Built in 2000, the Hamburg Dungeon is a tourist attraction from a chain including the London Dungeon and Berlin Dungeon. It is the first of this brand to be built in mainland Europe. It provides a journey through Hamburg’s dark history in an actor led, interactive experience.

==Attractions==
The Torture Chamber show is based on the interrogation of those thought to be smuggling to defy the 18th-century Napoleonic invasion. Visitors have to find their way through the terrible Great Fire of Hamburg that devastated much of Hamburg in 1842. There is a recreation of a Plague-ravaged Hamburg street, where the effect the killer disease had in the city in 1664 is animated. The Labyrinth of the Lost is a mirror maze. The visitor stands in an Inquisition court where they are accused of sins against God. The punishments are always harsh and the court is unforgiving as some of the darkest moments of the country’s history are played out. The story of the life of the infamous pirate Klaus Störtebeker, who used to plunder the Baltic and North Seas, is told via a brief video. Visitors are then taken on to a mock pirate ship to help fight in a nautical battle before witnessing the execution of the famous pirate.
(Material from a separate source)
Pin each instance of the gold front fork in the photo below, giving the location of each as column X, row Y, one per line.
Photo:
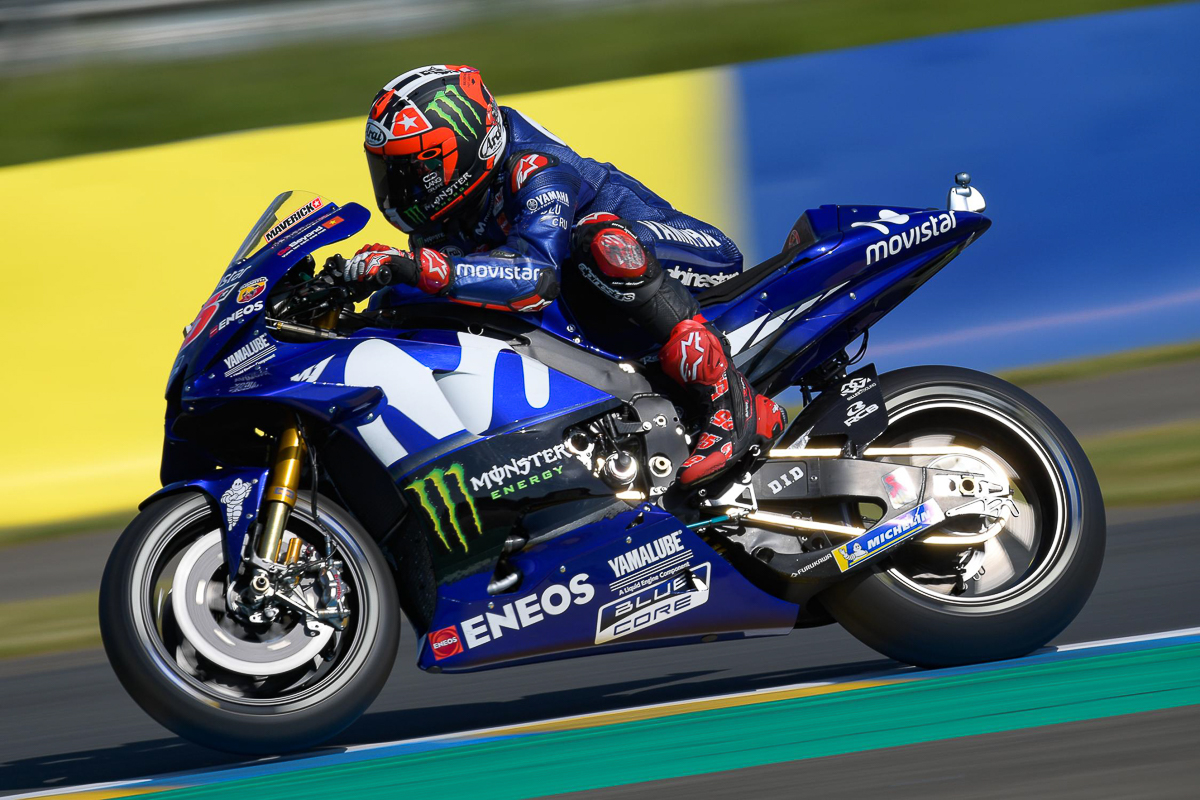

Hamburg used to be prone to terrible flooding (Sturmflut 1717), with one of the worst being on Christmas Day 1717. Visitors are taken on a boat ride which is designed to look like a small raft to take them through the carnage of the city and to safety. The graphic exhibition and show Cholera 1892 depicts the cholera epidemic which killed more than 1% of the population of Hamburg.

== Parent company ==
The Hamburg Dungeon also has sister sites at the Berlin Dungeon, London Dungeon, York Dungeon, Edinburgh Dungeon and Amsterdam Dungeon. Each Dungeon is based on the same theme but investigates the history of its area. The sites are owned by Poole based Merlin Entertainments.